Author Phillip Pullman has apparently reached either the age or stature that he feels he no longer has to pay attention to reality.
The Bookseller reports that Pullman wants the UK government to reinstate fixed price book laws.
Renowned writer Philip Pullman has called for a reintroduction of a minimum price for books to protect independent bookshops, calling them “the lantern bearers of civilisation”. But while the Booksellers Association thinks the suggestion should be considered, the Publishers Association has argued that 'there is no prospect" of it happening and instead believes different measures are needed.

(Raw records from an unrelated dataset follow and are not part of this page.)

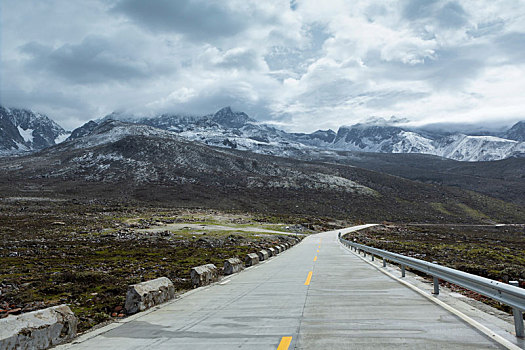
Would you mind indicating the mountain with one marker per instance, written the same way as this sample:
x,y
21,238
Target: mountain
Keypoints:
x,y
229,129
130,162
517,132
22,130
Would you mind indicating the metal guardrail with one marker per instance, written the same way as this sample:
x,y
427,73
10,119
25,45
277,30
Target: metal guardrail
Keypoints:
x,y
504,293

Speaking to the Sunday Times yesterday (30th July), Pullman, who is president of the Society of Authors, lamented the dissolution of the Net Book Agreement in 1997, which meant that all books were sold at the same price, aside from occasional discounting in special circumstances.

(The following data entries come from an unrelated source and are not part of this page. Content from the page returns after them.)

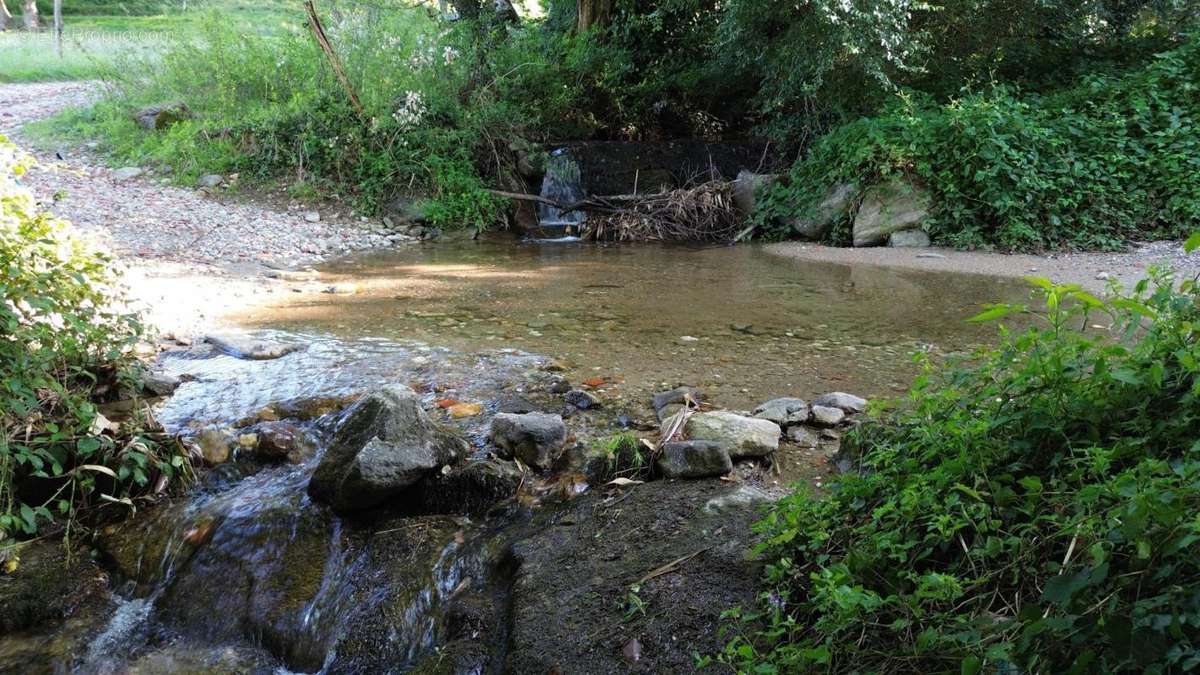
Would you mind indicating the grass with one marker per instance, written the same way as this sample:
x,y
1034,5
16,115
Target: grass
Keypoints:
x,y
93,46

He said: “There is an insane, inhumane and perverted belief that the market knows best, and that it is something natural, like gravity, which we can do nothing to alter. But of course we can alter the way the market works. It’s a human construction.”
He added: “I very much want independent booksellers to survive and prosper. It’s not exaggerating to say that they are the lantern bearers of civilisation.”
Pullman has the support of the UK Bookseller Association (who doesn't think this is going to happen) but not the UK Publisher Association.
The UK's previous fixed price book law was actually a "voluntary" one called the Net Book Agreement. It fell apart in the 1990s when bookstore chains decided they no longer wanted to play that game.
The NBA was later ruled illegal (which is why it would take government regulation to reinstate it).
There are a multitude of problems with this idea, the least of which is that Pullman wants to freeze the current bookselling industry in place in the hopes that it won't change any more.
Good luck with that, and good luck with getting Amazon to go along.
At best, fixed price book laws would put more money in Amazon's pockets - revenue they would use to offer better services.
Did you know that Germany's fixed price book laws cover the retail price - but not the wholesale price? Yes, the larger booksellers like Amazon get better deals because they sell more books.
Enact a fixed price book law in the UK and Amazon will use the extra margin to offer services like free shipping and same day shipping. Amazon has tried similar book-selling tricks in France or Germany at one point or another, and gotten spanked, so they are bound to try again in the UK.
Rather than preserve the legacy industry in its current form, the new pricing law would merely inspire Amazon to invent new ways to get around it. Instead of disrupting their competitors on price, Amazon would focus on service and speed.
But do you know the worst part about this idea?
It's not that it won't work, but also that if it does comes to pass, in the long run it will prove to be counterproductive.
The Net Book Agreement limited competition in the UK book market for 90 years. When it was removed, many booksellers found they could not compete. They closed up because they had grown dependent on a command market.
If the UK enacts a new fixed price book law, it will set itself up for another mass extinction should the law be overturned.
However much Pullman and others might wish, you cannot ignore reality. they might as well order the tide to roll back, for all the good it will do.